AidData at William & Mary, 6 novembre 2023
Télécharger le rapport ici
Analyse de The China-Global South Project
China’s Belt and Road Initiative is evolving rapidly to take on debt, reputational, and ESG challenges that affected its first decade.
This is one of the findings of a landmark report from AidData, a research institute at the College of William and Mary. Based on a dataset of over 20,000 projects in 165 low and middle-income countries, the report finds that many perceptions of the BRI, including those driving competing initiatives like the Global Gateway and the Partnership for Global Infrastructure Investment are years out of date.
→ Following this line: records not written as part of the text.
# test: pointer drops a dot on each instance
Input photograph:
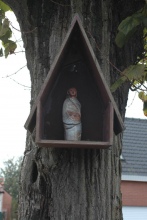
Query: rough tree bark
(72, 184)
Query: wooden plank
(96, 71)
(74, 144)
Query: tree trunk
(72, 184)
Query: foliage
(10, 172)
(5, 32)
(136, 74)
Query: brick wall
(134, 193)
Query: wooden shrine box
(75, 66)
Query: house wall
(134, 193)
(7, 199)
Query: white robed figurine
(72, 116)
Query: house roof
(134, 150)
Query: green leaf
(142, 96)
(5, 38)
(134, 72)
(130, 23)
(118, 83)
(1, 52)
(4, 7)
(2, 15)
(121, 38)
(5, 27)
(9, 48)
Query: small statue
(72, 116)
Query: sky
(15, 101)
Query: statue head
(72, 92)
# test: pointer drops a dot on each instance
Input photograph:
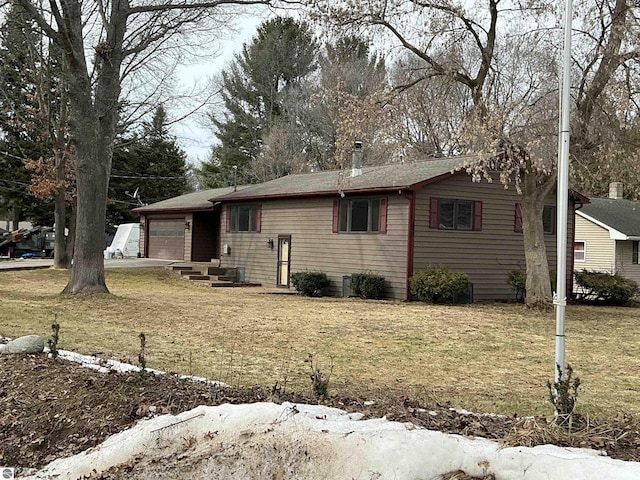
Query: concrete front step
(207, 274)
(198, 277)
(221, 283)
The report offers an eye-popping account of the scope of China’s international ambitions, showing that China lent $1.34 trillion from 2000 to 2021. 55% of BRI loans are now in their principal repayment period, a figure that will rise to 75% by 2030: "Beijing is navigating an unfamiliar and uncomfortable role as the world's largest official debt collector."
Key findings include:
- CHANGING LENDERS: Chinese policy banks like the China Exim Bank and China Development Bank were the key drivers of the earlier BRI. Now that they’re exposed to growing numbers of non-performing loans, their share of new lending has fallen to 22%, while the slack is being taken up by state-owned commercial banks like ICBC and Bank of China. China is also outsourcing risk management to Western banks like the International Finance Corporation, Standard Chartered, and the European Bank for Reconstruction and Development. More than half of China’s non-emergency loans to low and middle-income countries are now syndicated loans, and 80% of them are with syndicates of Western banks.
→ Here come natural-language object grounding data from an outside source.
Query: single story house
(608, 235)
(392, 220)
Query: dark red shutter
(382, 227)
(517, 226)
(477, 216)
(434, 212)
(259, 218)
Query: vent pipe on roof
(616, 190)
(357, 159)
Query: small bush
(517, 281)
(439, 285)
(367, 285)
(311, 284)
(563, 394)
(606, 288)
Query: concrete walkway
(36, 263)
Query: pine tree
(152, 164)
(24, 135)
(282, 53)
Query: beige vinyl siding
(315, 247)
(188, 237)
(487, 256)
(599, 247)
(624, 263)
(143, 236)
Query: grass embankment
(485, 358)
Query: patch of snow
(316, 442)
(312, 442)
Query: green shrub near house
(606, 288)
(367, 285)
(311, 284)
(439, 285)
- LOAN COLLECTION: When it comes to being repaid, China isn’t messing around. 72% of its loans are now collateralized (up from 19% in 2000.) Reducing risk includes taking cash from borrowers’ escrow accounts without their approval: when a debt-distressed country falls behind on payments, Chinese policy banks “pay themselves” both the principal and interest payments by sucking currency out of the escrow accounts, in secret and without the oversight of domestic regulators. The borrower replenishing the escrow account is also an increasingly prominent condition for short-term liquidity support. These measures are aimed at making China the lender who is repaid first and could push Paris Club lenders and multilateral development banks to the back of the queue.
- LIQUIDITY SUPPORT: As China has faced drawn-out and contentious debt renegotiation processes with bankrupt countries, it is increasingly providing liquidity support lending to help them avoid defaulting. Rescue loans increased from 5% of China’s total lending to low and middle-income countries in 2013 to 58% in 2021. These come with higher interest rates and shorter repayment periods. In addition, China now charges steeper penalties for late repayments on Chinese loans, with some penalty interest rates rising to 8.7% by 2021.
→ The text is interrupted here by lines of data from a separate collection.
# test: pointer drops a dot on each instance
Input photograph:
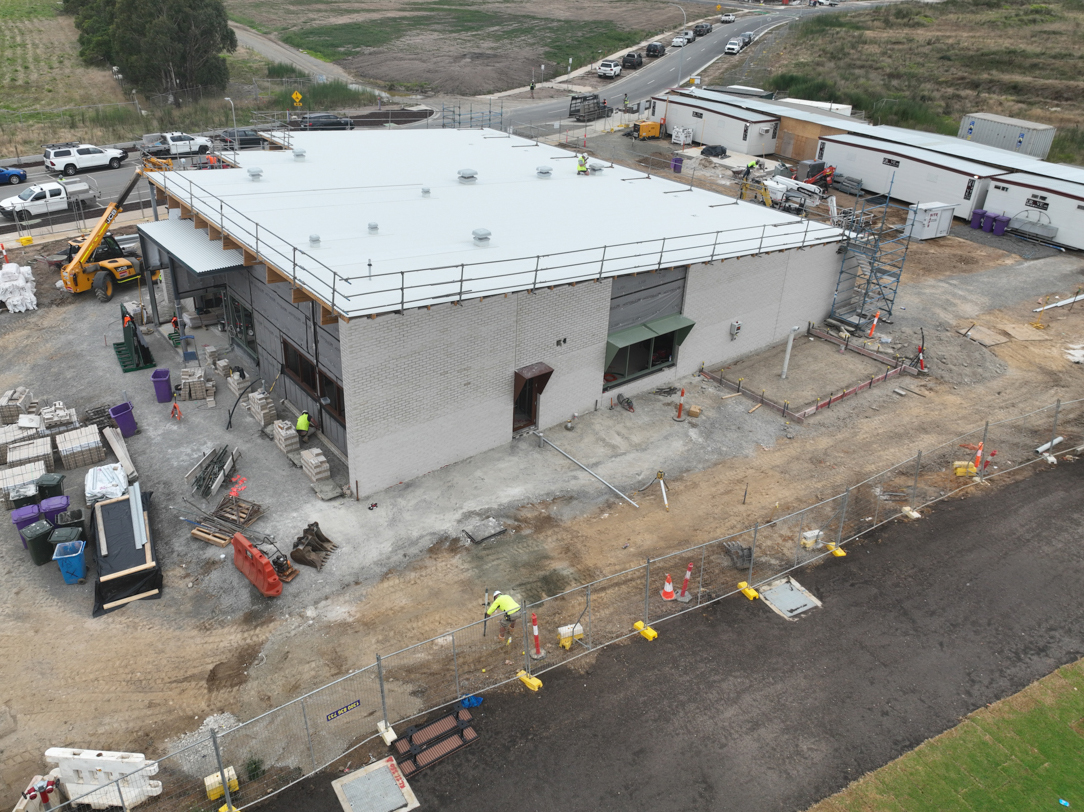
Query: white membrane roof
(564, 229)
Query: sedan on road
(12, 176)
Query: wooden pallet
(211, 536)
(237, 511)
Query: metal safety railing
(283, 746)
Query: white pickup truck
(44, 197)
(168, 144)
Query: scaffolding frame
(874, 254)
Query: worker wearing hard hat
(510, 608)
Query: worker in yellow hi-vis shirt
(510, 608)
- ESG: The talking point that all Chinese projects are weak on environmental, social, and governance (ESG) standards is years out of date. With the implementation of ESG guidelines, 57% of Chinese-financed projects in low and middle-income countries had strong de jure ESG implementation by 2021, up from about zero in 2000. Between 2018 and 2021, the ESG risk prevalence rate of Chinese projects fell by a third.
AidData On the Current State of the Belt & Road:
- DOWN BUT NOT OUT: "Contrary to the conventional wisdom, Beijing’s annual international development finance commitments have not plummeted to nearly zero. It remains the world’s single largest official source of international development finance."
- FUTURE PROOFING: "The G7 should not underestimate the ambition of China’s ongoing effort to future-proof its flagship, global infrastructure initiative. Beijing is focused on giving leaders in the developing world exactly what they want: rapid delivery of large-scale infrastructure projects without unreasonably high levels of ESG risk."
- GLOBAL COMPETITION: "[T]he G7 has underestimated Beijing’s level of ambition. In the short-run, it is firefighting, but it is also working behind the scenes to future-proof the BRI by putting in place stronger loan repayment and project implementation guardrails.”
- WHY IS THIS IMPORTANT? While BRI lending has retreated, the idea that it has fallen to zero is a myth. Lending to low and middle-income countries now stands at about $80 billion per year. While the report shows that the United States is catching up, it also shows that Western countermeasures are outdated. More importantly, it raises key dangers facing Global South borrowers: falling behind on Chinese loans may not lead to default, but it hazards burying these countries in compounded loans. Highly secretive escrow accounts also raise core questions about Global South agency in relation to Chinese lenders.